It Takes a Villager
April 2, 2009 1:59 PM
Last Friday marked the groundbreaking for the remaking of the Villager Mall. The Villager, a tired mall on Park Street, was acquired by the City's Community Development Authority a few years ago. Since then we've been working with the tenants, the neighborhood and the broader community on a redevelopment plan. That task was tremendously complicated because of the many engaged stakeholders including the Harambee partnership of human service providers, the University of Wisconsin, MATC, Edgewood, Planned Parenthood, Madison Public Libraries and the many other agencies and small businesses that call the Villager home. At the same time we needed to be careful with the taxpayers' dollars.
The result is remarkable and the celebration at the groundbreaking was inspiring. The Urban League of Greater Madison was especially proud, and with good reason. The groundbreaking represented the culmination of a successful fundraising campaign to build their new office space at the Villager which will also house a new Planned Parenthood family planning center and a new Madison Public Library. The library space is badly needed as the neighborhood uses the current small branch heavily. We're going to build a library four times larger than the current branch. And the Urban League space will allow the League to expand their economic development programs, which is especially critical in this economy.

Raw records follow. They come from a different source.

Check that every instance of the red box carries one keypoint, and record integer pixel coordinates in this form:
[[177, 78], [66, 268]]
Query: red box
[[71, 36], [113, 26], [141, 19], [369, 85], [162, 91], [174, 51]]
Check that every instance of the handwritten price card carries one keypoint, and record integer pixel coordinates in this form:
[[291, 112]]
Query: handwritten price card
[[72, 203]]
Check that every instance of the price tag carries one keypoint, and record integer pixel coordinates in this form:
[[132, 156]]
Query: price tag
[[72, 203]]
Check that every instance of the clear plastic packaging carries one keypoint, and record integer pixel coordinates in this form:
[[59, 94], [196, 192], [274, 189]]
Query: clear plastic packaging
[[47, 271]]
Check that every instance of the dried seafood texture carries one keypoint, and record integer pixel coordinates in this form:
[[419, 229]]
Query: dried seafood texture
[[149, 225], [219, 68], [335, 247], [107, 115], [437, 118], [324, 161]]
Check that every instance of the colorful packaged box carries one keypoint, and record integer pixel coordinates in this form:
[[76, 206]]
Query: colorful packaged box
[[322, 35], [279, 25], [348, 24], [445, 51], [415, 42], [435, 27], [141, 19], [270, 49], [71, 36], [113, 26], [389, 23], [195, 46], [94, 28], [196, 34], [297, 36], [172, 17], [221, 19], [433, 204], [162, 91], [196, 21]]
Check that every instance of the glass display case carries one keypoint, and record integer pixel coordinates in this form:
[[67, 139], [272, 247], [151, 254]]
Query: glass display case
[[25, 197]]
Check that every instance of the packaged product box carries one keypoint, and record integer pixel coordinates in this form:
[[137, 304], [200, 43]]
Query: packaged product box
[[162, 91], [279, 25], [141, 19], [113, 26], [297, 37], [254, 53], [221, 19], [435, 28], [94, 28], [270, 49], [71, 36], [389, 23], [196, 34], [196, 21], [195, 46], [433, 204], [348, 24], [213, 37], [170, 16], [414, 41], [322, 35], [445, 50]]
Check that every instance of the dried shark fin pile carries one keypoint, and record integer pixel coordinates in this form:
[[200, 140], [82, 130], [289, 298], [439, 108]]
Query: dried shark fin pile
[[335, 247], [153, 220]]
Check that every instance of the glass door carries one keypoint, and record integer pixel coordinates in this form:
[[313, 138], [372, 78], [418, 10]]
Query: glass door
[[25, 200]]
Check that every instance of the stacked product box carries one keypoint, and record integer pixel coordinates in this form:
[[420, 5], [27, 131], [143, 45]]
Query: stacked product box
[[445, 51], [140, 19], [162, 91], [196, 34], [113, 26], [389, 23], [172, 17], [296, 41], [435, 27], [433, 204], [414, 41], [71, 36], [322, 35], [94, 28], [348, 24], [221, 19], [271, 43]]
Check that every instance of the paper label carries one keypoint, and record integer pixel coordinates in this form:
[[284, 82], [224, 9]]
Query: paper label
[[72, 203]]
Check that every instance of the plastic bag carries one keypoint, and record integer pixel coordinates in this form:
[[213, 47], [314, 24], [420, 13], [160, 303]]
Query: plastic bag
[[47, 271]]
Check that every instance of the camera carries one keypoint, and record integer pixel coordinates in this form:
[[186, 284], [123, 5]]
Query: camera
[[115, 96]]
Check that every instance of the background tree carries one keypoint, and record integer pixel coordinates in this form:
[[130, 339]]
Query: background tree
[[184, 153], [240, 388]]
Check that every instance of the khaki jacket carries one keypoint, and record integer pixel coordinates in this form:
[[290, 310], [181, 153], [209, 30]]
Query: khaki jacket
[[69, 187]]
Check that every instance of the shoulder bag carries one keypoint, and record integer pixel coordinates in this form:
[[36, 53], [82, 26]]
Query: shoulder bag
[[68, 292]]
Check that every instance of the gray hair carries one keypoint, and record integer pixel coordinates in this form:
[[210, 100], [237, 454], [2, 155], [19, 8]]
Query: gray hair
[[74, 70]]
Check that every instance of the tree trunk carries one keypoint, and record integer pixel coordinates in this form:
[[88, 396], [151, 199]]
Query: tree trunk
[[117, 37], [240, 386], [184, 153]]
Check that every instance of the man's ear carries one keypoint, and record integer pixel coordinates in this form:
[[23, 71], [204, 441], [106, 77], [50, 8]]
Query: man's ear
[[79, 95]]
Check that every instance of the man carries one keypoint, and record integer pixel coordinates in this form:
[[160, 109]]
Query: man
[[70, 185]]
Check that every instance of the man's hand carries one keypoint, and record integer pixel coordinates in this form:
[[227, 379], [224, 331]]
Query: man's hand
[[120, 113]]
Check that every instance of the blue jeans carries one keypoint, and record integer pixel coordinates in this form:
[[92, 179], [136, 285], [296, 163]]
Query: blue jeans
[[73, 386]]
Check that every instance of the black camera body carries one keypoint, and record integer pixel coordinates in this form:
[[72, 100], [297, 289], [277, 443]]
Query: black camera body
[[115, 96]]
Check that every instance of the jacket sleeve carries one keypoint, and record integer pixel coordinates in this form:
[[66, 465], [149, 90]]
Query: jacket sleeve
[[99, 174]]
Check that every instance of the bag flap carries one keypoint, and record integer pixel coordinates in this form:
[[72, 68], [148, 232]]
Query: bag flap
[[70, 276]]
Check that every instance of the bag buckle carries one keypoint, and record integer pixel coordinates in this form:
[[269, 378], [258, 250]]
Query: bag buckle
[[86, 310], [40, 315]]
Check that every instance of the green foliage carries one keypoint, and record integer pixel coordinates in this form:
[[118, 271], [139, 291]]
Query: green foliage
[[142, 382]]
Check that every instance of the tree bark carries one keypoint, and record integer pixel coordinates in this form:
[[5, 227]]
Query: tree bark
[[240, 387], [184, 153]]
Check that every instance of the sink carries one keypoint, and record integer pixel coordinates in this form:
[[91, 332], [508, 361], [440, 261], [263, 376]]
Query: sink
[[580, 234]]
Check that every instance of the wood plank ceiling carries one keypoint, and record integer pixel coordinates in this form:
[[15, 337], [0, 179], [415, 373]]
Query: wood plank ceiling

There are literally dozens of people who could be recognized for this accomplishment, but I want to single out just three. First, Planning & Development Director Mark Olinger, who navigated endless complications to get us through to this day. Second, my own Chief of Staff Janet Piraino who kept dozens of balls in the air and conducted countless sensitive negotiations to keep the Harambee partnership together and other tenants in place. Some of those talks are still ongoing. And finally, none other then the persistent Alder Tim Bruer, who is a tireless advocate for his district. It was Tim who pushed a skeptical mayor (me) to buy the Villager, and I think it's not too early to say that he was right. To use one of his favorite words, the Villager and its surrounding neighborhoods are in the midst of a "renaissance" that took a big leap forward last Friday.
Finally, this says something about the way we should be responding to the recession. The Villager represents a spirit of moving forward, of investing in our city at a time when caution is the rule of the day. The construction work itself will support many good paying, family supporting jobs and the completed project will be home to more permanent jobs. Moreover, the aura of confidence it will send into the surrounding neighborhoods will help in ways that may be hard to quantify but that will be very real.